Cet arrêt s’inscrit dans la lignée de la jurisprudence qui impute à la société mère les conséquences des pratiques anticoncurrentielles commises par ses filiales s’il apparaît que la filiale concernée ne disposait pas d’une autonomie d’action sur le marché. La filiale est présumée (présomption réfragable, elle peut être renversée) ne pas bénéficier d’une telle autonomie si elle est contrôlée totalement ou presque totalement par sa société mère. Il est cependant très rare que la Commission européenne ou la Cour de Justice admette une autonomie de la filiale dans de telles situations. En effet, le droit de la concurrence appréhende les activités économiques des entreprises. Cette notion d’activité économique doit être entendue comme désignant une unité économique, même si, d’un point de vue juridique, cette unité est constituée de plusieurs personnes physiques ou morales. Il en résulte que dans certaines circonstances, une personne juridique qui n’est pas l’auteur d’une infraction peut toutefois être condamnée pour un comportement commis par une autre personne juridique dès lors que ces personnes font toutes deux partie de la même entité économique. C’est ainsi qu’une société mère peut se voir imputer le comportement infractionnel de sa filiale dès lors qu’elle exerce effectivement une influence déterminante sur le comportement de sa fille et que la filiale ne peut en conséquence être considérée autonome.

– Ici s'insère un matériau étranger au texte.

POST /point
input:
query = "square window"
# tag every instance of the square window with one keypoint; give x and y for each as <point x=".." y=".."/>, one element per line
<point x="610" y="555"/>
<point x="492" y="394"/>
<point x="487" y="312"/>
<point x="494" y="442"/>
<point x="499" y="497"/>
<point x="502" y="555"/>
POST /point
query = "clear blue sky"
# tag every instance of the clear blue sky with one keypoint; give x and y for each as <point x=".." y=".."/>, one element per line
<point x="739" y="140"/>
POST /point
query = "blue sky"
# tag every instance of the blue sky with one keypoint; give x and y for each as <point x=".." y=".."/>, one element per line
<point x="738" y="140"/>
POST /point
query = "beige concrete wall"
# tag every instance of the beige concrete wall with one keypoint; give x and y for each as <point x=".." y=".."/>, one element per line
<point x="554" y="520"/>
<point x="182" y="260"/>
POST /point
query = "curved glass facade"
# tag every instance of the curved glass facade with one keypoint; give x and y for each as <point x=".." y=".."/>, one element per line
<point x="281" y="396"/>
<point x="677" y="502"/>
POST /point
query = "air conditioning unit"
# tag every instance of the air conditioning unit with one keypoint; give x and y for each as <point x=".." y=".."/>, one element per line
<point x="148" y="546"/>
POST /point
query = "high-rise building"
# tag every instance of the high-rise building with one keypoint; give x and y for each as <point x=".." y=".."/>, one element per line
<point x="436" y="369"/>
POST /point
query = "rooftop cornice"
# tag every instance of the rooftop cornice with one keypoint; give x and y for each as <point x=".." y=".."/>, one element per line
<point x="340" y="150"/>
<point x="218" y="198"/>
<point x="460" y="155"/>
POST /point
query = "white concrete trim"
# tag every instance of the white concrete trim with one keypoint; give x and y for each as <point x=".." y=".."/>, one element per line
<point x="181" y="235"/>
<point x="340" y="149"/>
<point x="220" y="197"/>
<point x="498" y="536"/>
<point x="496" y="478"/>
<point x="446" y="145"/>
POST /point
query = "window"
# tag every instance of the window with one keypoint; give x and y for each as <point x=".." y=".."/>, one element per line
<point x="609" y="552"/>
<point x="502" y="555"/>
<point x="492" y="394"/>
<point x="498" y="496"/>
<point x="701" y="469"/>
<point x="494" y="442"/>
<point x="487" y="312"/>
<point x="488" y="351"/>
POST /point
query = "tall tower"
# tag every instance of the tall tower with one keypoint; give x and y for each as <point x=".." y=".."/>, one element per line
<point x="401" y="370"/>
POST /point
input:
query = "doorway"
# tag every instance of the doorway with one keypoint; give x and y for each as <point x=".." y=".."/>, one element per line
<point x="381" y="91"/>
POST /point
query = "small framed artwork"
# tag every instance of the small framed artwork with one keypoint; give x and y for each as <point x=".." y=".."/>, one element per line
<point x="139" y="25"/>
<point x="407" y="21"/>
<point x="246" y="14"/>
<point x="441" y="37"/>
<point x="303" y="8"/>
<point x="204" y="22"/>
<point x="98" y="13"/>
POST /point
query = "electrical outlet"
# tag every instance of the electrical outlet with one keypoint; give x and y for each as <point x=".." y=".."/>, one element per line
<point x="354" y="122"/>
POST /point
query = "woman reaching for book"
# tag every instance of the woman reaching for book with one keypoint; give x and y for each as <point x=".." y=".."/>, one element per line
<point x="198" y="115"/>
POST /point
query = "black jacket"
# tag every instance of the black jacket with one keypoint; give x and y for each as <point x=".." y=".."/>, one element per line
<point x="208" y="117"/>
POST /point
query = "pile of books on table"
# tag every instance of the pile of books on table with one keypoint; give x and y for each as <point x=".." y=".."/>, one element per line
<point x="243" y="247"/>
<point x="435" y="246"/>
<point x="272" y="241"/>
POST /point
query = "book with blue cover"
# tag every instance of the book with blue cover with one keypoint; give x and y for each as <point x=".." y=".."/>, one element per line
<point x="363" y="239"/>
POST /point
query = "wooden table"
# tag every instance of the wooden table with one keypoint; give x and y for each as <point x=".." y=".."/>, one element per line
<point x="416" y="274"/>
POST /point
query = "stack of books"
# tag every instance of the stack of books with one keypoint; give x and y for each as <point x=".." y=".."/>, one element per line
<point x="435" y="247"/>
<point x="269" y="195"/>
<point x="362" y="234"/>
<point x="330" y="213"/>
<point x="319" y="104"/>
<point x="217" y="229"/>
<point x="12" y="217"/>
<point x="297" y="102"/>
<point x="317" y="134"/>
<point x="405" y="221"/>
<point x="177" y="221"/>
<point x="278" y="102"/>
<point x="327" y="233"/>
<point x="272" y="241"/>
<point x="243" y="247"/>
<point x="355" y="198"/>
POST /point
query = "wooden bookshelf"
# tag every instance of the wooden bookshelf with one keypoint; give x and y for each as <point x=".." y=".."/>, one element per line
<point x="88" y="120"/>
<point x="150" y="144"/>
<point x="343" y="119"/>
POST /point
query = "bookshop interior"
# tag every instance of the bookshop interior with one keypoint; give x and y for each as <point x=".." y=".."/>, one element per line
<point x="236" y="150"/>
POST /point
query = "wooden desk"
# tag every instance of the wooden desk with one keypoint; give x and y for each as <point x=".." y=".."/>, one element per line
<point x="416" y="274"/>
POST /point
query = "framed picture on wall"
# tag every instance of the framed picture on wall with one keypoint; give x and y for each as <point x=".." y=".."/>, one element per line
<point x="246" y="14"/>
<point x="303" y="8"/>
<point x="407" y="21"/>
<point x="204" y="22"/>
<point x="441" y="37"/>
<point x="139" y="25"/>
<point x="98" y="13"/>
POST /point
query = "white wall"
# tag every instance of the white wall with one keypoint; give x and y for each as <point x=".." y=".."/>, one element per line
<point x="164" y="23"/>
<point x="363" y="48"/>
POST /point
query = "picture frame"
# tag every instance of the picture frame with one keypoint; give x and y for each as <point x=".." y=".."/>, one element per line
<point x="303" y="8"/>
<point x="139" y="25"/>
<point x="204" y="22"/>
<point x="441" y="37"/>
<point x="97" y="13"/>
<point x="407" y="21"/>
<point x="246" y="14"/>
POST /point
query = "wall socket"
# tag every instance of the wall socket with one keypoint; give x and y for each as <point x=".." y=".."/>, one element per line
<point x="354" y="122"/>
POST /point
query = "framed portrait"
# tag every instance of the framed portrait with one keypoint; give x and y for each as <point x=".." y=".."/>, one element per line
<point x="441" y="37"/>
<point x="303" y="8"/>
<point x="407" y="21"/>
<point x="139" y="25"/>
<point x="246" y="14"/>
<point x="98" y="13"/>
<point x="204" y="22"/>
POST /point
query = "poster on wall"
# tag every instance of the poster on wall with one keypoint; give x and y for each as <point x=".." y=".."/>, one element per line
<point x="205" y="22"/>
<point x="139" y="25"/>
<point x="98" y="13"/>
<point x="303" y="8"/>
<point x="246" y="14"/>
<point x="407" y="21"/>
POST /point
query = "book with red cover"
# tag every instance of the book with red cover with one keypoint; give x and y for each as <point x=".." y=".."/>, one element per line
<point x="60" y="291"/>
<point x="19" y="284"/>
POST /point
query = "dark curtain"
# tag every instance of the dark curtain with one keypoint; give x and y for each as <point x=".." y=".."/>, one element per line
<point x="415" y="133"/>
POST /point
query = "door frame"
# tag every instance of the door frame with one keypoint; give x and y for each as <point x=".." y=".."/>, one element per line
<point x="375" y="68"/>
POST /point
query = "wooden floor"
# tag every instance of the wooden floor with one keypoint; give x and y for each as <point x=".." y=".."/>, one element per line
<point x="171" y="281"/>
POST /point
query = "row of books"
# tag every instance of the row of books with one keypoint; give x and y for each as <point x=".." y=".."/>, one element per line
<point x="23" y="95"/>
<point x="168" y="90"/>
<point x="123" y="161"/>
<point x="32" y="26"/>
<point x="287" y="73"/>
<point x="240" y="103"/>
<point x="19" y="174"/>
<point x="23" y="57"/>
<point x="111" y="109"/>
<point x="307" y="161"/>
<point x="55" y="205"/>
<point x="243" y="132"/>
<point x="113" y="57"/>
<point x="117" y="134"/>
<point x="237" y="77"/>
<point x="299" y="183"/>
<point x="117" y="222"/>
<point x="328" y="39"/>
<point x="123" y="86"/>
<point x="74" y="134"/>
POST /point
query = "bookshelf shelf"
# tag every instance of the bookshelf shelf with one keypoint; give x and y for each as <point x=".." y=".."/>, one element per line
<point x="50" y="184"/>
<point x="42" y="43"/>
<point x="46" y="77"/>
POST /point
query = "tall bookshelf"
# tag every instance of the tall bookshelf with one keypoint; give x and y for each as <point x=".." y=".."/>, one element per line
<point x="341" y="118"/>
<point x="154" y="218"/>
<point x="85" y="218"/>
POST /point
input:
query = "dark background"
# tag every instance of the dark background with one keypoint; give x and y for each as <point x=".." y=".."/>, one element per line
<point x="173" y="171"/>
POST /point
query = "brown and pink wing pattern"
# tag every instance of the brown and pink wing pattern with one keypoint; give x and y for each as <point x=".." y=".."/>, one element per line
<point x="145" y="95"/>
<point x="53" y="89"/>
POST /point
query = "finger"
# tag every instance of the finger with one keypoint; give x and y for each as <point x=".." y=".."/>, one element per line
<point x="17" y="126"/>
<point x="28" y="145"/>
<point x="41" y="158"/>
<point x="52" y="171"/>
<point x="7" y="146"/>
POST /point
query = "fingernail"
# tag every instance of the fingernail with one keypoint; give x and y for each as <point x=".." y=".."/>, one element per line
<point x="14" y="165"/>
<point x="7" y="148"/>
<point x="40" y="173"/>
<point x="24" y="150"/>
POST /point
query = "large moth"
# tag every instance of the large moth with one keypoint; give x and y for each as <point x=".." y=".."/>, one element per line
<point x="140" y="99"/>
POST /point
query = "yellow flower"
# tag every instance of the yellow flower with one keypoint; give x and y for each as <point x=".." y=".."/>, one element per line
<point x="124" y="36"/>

Dans l’affaire du 17 septembre 2015, la Commission européenne avait par décision en date du 1er octobre 2008 condamné la société Total France SA conjointement et solidairement avec sa maison mère, la société Total SA, à une amende de 128 163 000 euros pour avoir enfreint les règles de droit de la concurrence en participant à une entente sur les marchés des cires de paraffine et du « gatsch ».

Plus particulièrement, la Commission européenne avait constaté que les employés de la filiale, la société Total France SA avaient participé directement à l’infraction pendant toute sa durée et jugé que Total France SA devait donc être tenue directement responsable de l’entente.

Par ailleurs, dans la mesure où la presque intégralité du capital de la société Total France SA était détenu par la société Total SA, la Commission européenne avait jugé qu’il pouvait être présumé que la société Total SA exerçait une influence déterminante sur le comportement de sa filiale et avait condamné la société Total SA conjointement et solidairement avec sa filiale.

Les sociétés Total SA et Total France SA ont déposé des recours à l’encontre de la décision de la Commission européenne. Par arrêts en date du 13 septembre 2013 (affaire T-548/08, Total SA c/ Commission européenne), le Tribunal de l’Union Européenne (ci-après « TUE ») a intégralement rejeté le recours formé par la société Total SA mais réduit à la somme de 125 459 842 euros l’amende infligée à la filiale sur des motifs tirés de la prise en compte de la durée de sa participation à l’entente (affaire T-566/08, Total Raffinage Marketing c/ Commission européenne).

La société mère a introduit un pourvoi devant la CJUE soutenant qu’elle aurait dû bénéficier de la même réduction d’amende dans la mesure où la responsabilité retenue à son encontre et sa condamnation au paiement solidaire de l’amende tiraient leur origine du seul comportement de sa filiale.

Par arrêt en date du 17 septembre 2015, la CJUE a fait droit aux demandes de la société Total SA et a réduit le montant de l’amende infligée à la société Total SA au niveau du montant de la sanction pécuniaire infligée à la société Total France SA.

La CJUE a en particulier jugé que dans une situation telle que celle en cause où la responsabilité de la société mère est purement dérivée de celle de sa filiale et dans laquelle aucun autre facteur ne caractérise individuellement le comportement reproché à la société mère, la responsabilité de cette société mère ne saurait excéder celle de sa filiale et que, si l’application de ce principe nécessite que certaine conditions de procédure soient réunies, notamment l’introduction de recours parallèles par la filiale et par la société mère ayant le même objet, ces conditions étaient en l’espèce réunies dans la mesure où les deux recours portaient notamment sur la durée de l’infraction.